# Cryptocoryne x willisii 'lucens' growing upside down?!



## Franco (Jun 25, 2010)

I bought some what I think is Cryptocoryne x willisii 'lucens' from the LFS about 2 months ago for a walstad type tank and I noticed before I planted it that the plants are growing upside down. The roots are growing up and then curving down and the leaves are growing down and then curving back up. It seems to be impeding its growth.

Should I try to bend the leaves and roots in the right direction and plant it? It seems quite fragile.
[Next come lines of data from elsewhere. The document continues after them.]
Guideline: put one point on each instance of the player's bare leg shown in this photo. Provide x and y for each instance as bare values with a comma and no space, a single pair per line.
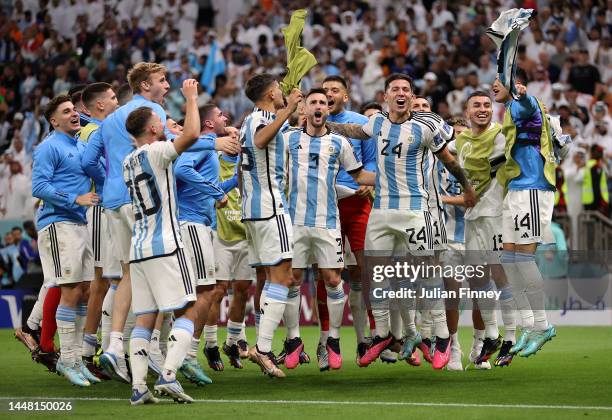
261,282
273,308
191,368
156,356
452,321
293,345
211,349
97,291
240,295
530,278
335,305
113,359
140,342
179,343
70,328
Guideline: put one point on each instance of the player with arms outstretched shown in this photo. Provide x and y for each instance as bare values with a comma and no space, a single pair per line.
161,275
401,204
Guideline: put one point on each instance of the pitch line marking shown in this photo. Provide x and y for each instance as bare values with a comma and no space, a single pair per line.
327,402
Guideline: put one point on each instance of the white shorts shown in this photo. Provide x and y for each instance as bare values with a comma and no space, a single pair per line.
199,248
439,229
162,284
270,241
102,246
395,232
484,239
454,254
527,217
65,253
313,245
121,222
349,255
95,214
232,260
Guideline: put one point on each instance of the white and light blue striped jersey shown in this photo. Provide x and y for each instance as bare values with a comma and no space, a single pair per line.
454,216
314,164
148,174
404,164
263,170
446,132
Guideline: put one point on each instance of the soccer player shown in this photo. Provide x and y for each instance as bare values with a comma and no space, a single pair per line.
161,275
315,158
99,100
231,255
264,206
65,250
480,151
149,85
354,211
401,217
197,174
453,212
529,178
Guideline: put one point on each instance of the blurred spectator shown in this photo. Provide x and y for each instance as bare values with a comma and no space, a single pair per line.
48,46
16,201
583,75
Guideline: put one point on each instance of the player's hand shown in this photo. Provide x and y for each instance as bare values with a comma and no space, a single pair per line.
89,199
228,145
233,132
364,190
469,197
294,99
190,88
521,89
221,203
Or should I just cut off the leaves and replant it with the roots facing the right direction and hope it sends out new leaves?

Thanks


----------



## HeyPK (Jan 23, 2004)

It was probably floating with the roots growing down and the leaves up, and then it got flipped over. Just plant it. It will grow the roots down and the leaves up whichever way you plant it.


----------



## Cvurb (May 23, 2010)

I agree with HeyPK, I got all my leaves of my Crypts all weird facing, and some upside down, but they all straightened out. Crypts are awesome plants


----------



## Franco (Jun 25, 2010)

These plants hadn't been moved in the LFS's tank for months. I got a crap load of crypts because the clerk thought that each GROVE of crypts counted as one plant. I was able to separate all 3 groves I bought into like 40 plants. It took forever to plant them all. I ended up with 3 types of C. wendtii, some brown crypt with ruffled leaves and pink undersides which has quadrupled in size (unfortunately I planted it in a front corner so its getting a little big), and these "Lucens". These plants are all in a 10 gallon so they look freakin awesome. Its like a crypt forest.
The C. willisii lucens was just 2 plants and the leafs had curved up and the roots down already when I bought it so maybe it will start producing more now that it is in a nutrient rich substrate. I had the hardest time IDing them because they are quite short at only 3 inches at the highest leaves but I definitely think they are C. willisii.
This is the first time I have ever had crypts and I am in love with them. 
Do crypts send out runners like swords or do the new leaves just start growing further and further from the original plant?
That is what looks like is happening in my tank. I put some peat on the bottom of the tank on one side and those crypts seem to be doing better than the ones on the other side without peat. I had very little melting and what did melt was already replaced by new growth.


----------



## Cvurb (May 23, 2010)

A picture could always be great  And that tank sounds awesome!


----------